冷蔵・冷凍品は、リーファーコンテナ(温度管理可能なコンテナ)を使った船便、または航空便での輸送となります。コストは大幅に上がりますが、高付加価値商品であれば十分にペイできるケースもあります。
賞味期限の設計
輸出品は輸送に時間がかかるため、国内販売品よりも長い賞味期限が求められます。目安として、輸送期間の3倍以上の賞味期限を確保しておくのが望ましいです。レトルト食品や缶詰、乾燥食品など、長期保存が可能な商品形態を選ぶのも一つの戦略です。
通関手続きと書類準備
食品を輸出する際には、輸出申告書、原産地証明書、衛生証明書(必要な場合)、成分分析書などの書類が必要です。通関手続きに不慣れな場合は、通関業者(フォワーダー)に依頼するのが安全です。
海外展開の販路開拓
海外バイヤーとの商談機会
国内で開催される食品展示会(FOODEX JAPANなど)には、海外バイヤーも多数来場します。海外向けの商品を持って出展し、バイヤーとの商談機会を作りましょう。JETROが主催するバイヤー招聘事業やオンライン商談会も活用できます。
越境EC
実店舗での販売をスキップして、越境ECから海外展開を始めるアプローチも有効です。Amazon.com、Tmall Global(天猫国際)、Shopee、Lazadaなどのプラットフォームを活用すれば、比較的低リスクで海外市場のテストマーケティングが可能です。
まとめ:食品OEM×海外輸出は準備が9割
食品OEM商品の海外輸出は、正しい準備と計画があれば十分に実現可能です。
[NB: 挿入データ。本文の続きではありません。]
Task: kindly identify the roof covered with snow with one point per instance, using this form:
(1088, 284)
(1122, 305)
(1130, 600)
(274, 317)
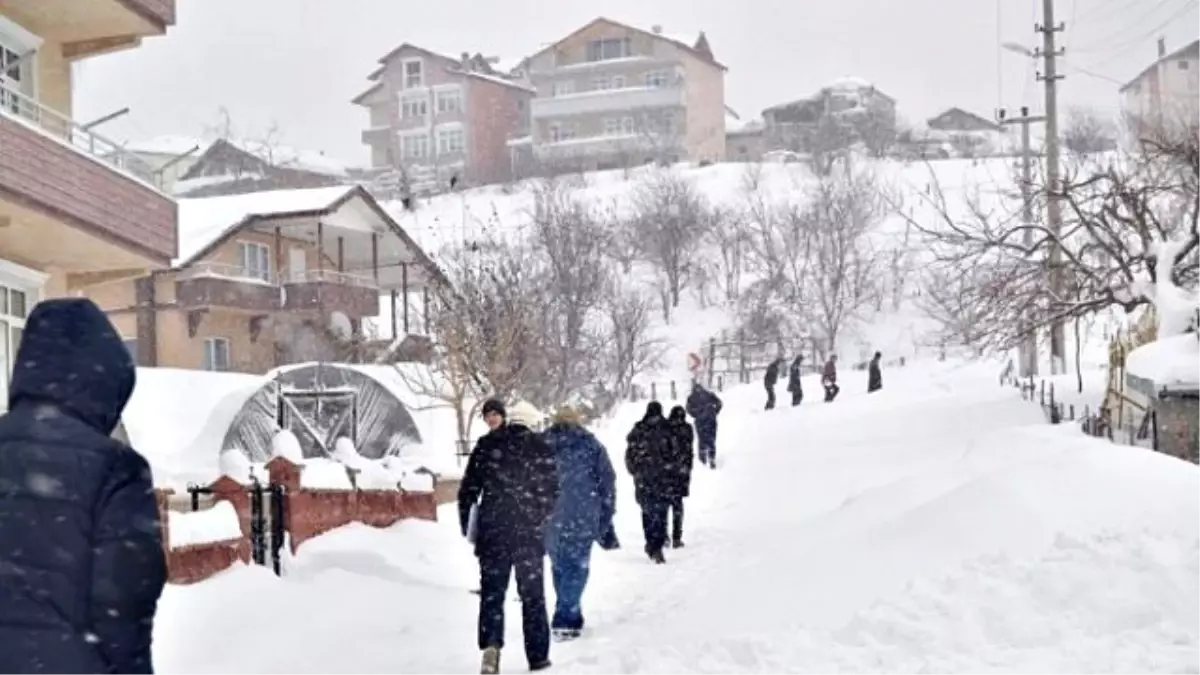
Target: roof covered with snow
(205, 221)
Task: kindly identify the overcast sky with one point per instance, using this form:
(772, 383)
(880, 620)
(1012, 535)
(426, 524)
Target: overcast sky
(298, 63)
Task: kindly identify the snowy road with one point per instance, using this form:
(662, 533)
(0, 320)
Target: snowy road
(937, 527)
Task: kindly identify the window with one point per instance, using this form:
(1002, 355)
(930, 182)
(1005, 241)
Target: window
(449, 101)
(415, 147)
(256, 261)
(414, 107)
(658, 78)
(612, 48)
(414, 73)
(451, 141)
(216, 353)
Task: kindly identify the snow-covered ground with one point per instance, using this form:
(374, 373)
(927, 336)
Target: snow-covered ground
(939, 527)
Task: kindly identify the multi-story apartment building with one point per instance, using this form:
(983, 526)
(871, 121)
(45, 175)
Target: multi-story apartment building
(75, 210)
(441, 118)
(1164, 95)
(610, 94)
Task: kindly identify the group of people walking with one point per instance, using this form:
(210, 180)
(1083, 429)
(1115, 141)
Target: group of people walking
(527, 495)
(828, 378)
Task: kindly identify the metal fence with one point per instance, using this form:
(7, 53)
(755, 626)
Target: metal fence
(1093, 422)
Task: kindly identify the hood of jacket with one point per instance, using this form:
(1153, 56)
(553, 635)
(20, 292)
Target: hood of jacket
(72, 358)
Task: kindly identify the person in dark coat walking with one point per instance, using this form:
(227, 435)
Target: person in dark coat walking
(793, 381)
(587, 501)
(651, 458)
(874, 375)
(703, 406)
(685, 442)
(829, 378)
(82, 562)
(769, 381)
(511, 484)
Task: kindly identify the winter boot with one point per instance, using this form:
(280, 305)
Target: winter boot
(491, 664)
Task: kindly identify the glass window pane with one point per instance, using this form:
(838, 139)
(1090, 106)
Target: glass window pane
(17, 304)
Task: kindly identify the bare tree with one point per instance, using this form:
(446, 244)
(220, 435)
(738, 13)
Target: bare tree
(574, 242)
(669, 228)
(1119, 211)
(1089, 131)
(843, 213)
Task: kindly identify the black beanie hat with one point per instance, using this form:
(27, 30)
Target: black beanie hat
(493, 406)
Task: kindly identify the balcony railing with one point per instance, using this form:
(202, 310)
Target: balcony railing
(609, 101)
(16, 105)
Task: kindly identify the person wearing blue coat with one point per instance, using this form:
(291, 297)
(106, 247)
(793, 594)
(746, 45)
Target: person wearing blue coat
(582, 515)
(82, 562)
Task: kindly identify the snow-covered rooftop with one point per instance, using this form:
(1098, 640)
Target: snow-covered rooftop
(279, 155)
(1168, 363)
(203, 221)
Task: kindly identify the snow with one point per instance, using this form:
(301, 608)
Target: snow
(286, 444)
(216, 524)
(1168, 362)
(203, 221)
(937, 527)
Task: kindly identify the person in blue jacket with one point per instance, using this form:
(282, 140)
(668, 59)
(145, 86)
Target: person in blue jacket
(582, 515)
(82, 562)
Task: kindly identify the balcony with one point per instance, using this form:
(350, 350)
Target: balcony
(609, 101)
(354, 296)
(52, 165)
(205, 286)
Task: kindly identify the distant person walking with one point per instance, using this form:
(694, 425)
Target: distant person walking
(874, 375)
(793, 381)
(703, 406)
(511, 482)
(769, 378)
(649, 459)
(685, 457)
(587, 501)
(82, 563)
(829, 378)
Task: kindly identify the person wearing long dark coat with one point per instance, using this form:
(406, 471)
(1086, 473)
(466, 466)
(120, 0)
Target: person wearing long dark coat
(511, 484)
(703, 406)
(793, 381)
(685, 457)
(82, 562)
(874, 375)
(649, 458)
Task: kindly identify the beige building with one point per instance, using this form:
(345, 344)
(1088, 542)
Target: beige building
(268, 279)
(75, 210)
(613, 95)
(1165, 94)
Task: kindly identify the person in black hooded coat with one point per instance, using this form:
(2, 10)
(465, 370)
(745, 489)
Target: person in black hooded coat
(511, 483)
(651, 457)
(82, 562)
(685, 458)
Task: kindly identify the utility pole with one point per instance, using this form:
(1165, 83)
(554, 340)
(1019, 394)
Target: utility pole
(1029, 348)
(1050, 52)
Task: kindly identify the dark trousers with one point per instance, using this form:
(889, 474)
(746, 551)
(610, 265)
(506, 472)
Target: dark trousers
(493, 586)
(570, 562)
(654, 523)
(707, 442)
(677, 519)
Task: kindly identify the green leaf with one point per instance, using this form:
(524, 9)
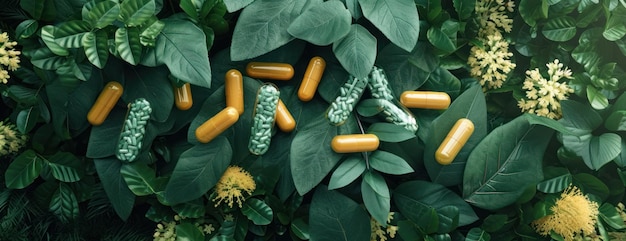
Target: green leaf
(135, 12)
(120, 196)
(334, 217)
(389, 163)
(390, 132)
(376, 196)
(128, 44)
(140, 178)
(96, 48)
(103, 14)
(64, 204)
(198, 170)
(508, 158)
(257, 211)
(70, 34)
(560, 29)
(23, 170)
(322, 24)
(66, 167)
(187, 62)
(397, 20)
(262, 27)
(471, 104)
(348, 171)
(356, 51)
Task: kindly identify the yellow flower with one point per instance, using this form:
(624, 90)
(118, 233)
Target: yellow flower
(234, 182)
(572, 214)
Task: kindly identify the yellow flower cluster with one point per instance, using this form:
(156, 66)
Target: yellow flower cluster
(378, 233)
(8, 57)
(543, 95)
(572, 214)
(491, 63)
(231, 186)
(10, 139)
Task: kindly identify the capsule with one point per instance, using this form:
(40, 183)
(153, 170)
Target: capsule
(425, 99)
(311, 78)
(217, 124)
(266, 70)
(455, 140)
(233, 87)
(354, 143)
(284, 119)
(182, 97)
(105, 103)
規制調査、認証取得、パッケージ対応、物流設計の各ステップを着実に進めることが成功の条件です。
海外展開を見据えた食品OEMの製造パートナーをお探しの方は、foodoem.jpで輸出対応可能な工場を検索してみてください。
よくある質問
Q1: 食品輸出にはどのくらいの準備期間が必要ですか?
A1: 輸出先の規制調査から初回出荷までに、少なくとも6ヶ月〜1年程度の準備期間を見込んでおくのが現実的です。認証取得に時間がかかるケース(ハラール認証で3〜6ヶ月など)もあるため、早めに動き始めることが重要です。
Q2: 小ロットでも海外輸出は可能ですか?
A2: 可能ですが、輸送コストの効率を考えると一定のロットが望ましいです。船便の場合、最小単位はパレット単位が一般的で、コンテナ1本分(20フィートコンテナで約10トン)を埋めるのが理想です。越境ECで個別配送する場合は、国際宅配便(EMS、DHL、FedExなど)でも対応可能です。
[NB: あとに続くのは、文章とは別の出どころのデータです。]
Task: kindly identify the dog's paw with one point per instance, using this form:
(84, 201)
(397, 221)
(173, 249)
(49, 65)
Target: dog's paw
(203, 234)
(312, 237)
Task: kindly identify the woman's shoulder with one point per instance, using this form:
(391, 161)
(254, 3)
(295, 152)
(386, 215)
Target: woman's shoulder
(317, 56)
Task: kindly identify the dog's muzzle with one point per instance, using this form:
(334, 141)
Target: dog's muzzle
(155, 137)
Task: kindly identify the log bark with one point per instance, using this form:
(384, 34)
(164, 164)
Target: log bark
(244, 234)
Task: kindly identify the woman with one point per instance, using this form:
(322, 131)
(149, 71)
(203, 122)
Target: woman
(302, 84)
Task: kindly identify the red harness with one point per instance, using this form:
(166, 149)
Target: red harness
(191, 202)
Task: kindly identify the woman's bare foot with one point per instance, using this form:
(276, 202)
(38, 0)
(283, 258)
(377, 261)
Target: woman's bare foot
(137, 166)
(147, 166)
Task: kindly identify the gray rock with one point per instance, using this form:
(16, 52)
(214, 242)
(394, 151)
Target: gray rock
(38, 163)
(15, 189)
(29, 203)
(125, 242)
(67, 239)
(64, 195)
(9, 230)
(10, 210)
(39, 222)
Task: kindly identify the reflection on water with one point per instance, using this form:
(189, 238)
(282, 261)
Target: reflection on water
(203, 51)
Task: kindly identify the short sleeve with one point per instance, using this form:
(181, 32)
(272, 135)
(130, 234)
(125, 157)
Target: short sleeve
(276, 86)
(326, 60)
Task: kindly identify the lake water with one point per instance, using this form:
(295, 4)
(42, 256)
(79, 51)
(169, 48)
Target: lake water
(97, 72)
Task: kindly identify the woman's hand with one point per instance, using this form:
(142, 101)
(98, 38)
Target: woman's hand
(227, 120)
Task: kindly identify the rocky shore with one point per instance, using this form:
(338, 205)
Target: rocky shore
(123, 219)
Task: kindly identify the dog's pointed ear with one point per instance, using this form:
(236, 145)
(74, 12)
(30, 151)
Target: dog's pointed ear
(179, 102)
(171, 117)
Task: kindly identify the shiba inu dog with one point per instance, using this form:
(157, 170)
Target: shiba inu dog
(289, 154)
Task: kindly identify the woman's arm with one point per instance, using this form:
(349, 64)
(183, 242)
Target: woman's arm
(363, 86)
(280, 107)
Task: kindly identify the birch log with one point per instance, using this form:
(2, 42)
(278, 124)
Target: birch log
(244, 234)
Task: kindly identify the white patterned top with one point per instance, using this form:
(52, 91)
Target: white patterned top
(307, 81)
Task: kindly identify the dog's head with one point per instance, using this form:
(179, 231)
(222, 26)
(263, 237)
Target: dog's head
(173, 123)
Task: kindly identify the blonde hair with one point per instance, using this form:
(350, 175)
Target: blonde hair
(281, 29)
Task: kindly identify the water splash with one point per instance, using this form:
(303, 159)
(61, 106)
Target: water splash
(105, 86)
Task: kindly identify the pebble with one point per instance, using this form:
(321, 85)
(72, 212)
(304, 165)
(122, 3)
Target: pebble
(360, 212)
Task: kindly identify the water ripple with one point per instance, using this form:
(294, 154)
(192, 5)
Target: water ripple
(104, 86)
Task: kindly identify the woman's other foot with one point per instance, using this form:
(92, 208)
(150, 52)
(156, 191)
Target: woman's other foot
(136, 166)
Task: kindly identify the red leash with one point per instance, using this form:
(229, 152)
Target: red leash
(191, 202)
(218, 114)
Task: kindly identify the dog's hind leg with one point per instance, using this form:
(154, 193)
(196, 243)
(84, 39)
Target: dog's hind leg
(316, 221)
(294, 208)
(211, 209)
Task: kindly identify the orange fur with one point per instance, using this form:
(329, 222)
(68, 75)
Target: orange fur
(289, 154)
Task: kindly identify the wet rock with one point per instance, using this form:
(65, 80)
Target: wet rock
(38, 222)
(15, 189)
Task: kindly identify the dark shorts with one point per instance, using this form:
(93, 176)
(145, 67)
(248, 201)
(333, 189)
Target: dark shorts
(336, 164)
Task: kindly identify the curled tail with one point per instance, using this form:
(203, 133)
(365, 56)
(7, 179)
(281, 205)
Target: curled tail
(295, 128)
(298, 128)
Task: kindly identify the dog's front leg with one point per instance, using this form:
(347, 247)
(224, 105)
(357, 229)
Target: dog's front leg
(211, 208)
Q3: 補助金や助成金を活用して輸出コストを抑えられますか?
A3: はい、いくつかの制度が利用可能です。JETROの「新輸出大国コンソーシアム」は無料で輸出支援を受けられるプログラムです。また、中小企業庁の補助金や各都道府県の産業振興助成金でも、海外展開に使える制度があります。条件や申請時期は年度によって異なるため、定期的に情報をチェックしましょう。